Braun’s groups thin film wrapped into three-dimensional structure, achieves both high active volume (high capacity) and large current. They have demonstrated battery electrodes that can charge or discharge in only a few seconds, making the new design 10 to 100 times faster than equivalent bulk electrodes, yet the design can perform normally in existing devices.

The best news is all of the processes the group used are also used at large scales in industry so the technique could be scaled up for manufacturing.

The key to the group’s novel 3-D structure is the sphere’s self-assembly.  Trying to create such a uniform lattice by other means is time-consuming and impractical, but the inexpensive spheres settle into place automatically.  Now, that is just marvelous serendipity.   Lets hope the sphere’s self-placement will duplicate at scale.

U of I Battery Scaffold Sphere Process Images. Click image for more info.

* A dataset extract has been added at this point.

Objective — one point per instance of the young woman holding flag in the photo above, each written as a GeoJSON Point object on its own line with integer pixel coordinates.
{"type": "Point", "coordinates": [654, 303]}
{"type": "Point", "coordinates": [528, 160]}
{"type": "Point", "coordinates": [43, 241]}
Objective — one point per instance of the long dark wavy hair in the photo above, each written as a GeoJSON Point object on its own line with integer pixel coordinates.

It would be remiss not to double up on one point – as Braun put it, “We like that it’s very universal, so if someone comes up with a better battery chemistry, this concept applies. This is not linked to one very specific kind of battery, but rather it’s a new paradigm in thinking about a battery in three dimensions for enhancing properties.”

The question not directly answered in the university press release or the study, is the effect on total number of charge discharge cycles or cycle life.  One would assume that the cycle count would go up, but without testing, and perhaps with the rush to publish the count is underway, this has to be answered.

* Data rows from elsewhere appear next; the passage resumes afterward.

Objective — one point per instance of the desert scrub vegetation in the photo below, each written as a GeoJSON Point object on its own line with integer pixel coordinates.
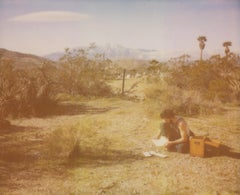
{"type": "Point", "coordinates": [34, 91]}
{"type": "Point", "coordinates": [196, 88]}
{"type": "Point", "coordinates": [26, 92]}
{"type": "Point", "coordinates": [80, 139]}
{"type": "Point", "coordinates": [81, 75]}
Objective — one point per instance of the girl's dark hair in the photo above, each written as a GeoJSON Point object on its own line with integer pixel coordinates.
{"type": "Point", "coordinates": [167, 113]}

It seems today that there can be an answer to the dilemma of electron storage.  With an ‘all quiet’ on the Eestor front, this news from Illinois is very welcome indeed.

Say a battery electric vehicle needs 4 hours or 240 minutes for a full charge.  Cutting that by a factor of ten, the low range predicted above, a recharge would only take 24 minutes.  At the high range the wait would be only 2.4 minutes.  At 2.4 minutes, even at a one hundred mile driving range, a 2.4 minute wait would change the perspective making EV adoption much more interesting.

This looks really good. Here’s the published study link at Nature Nanotechnology.


Comments

3 Comments so far

  1. voxelman on March 22, 2011 7:07 AM

    Using Carbon foam allowed Firefly Energy to achieve similar ends. In the Firefly battery they also demonstrated an increased number of charge/discharge cycles with lead acid chemistry.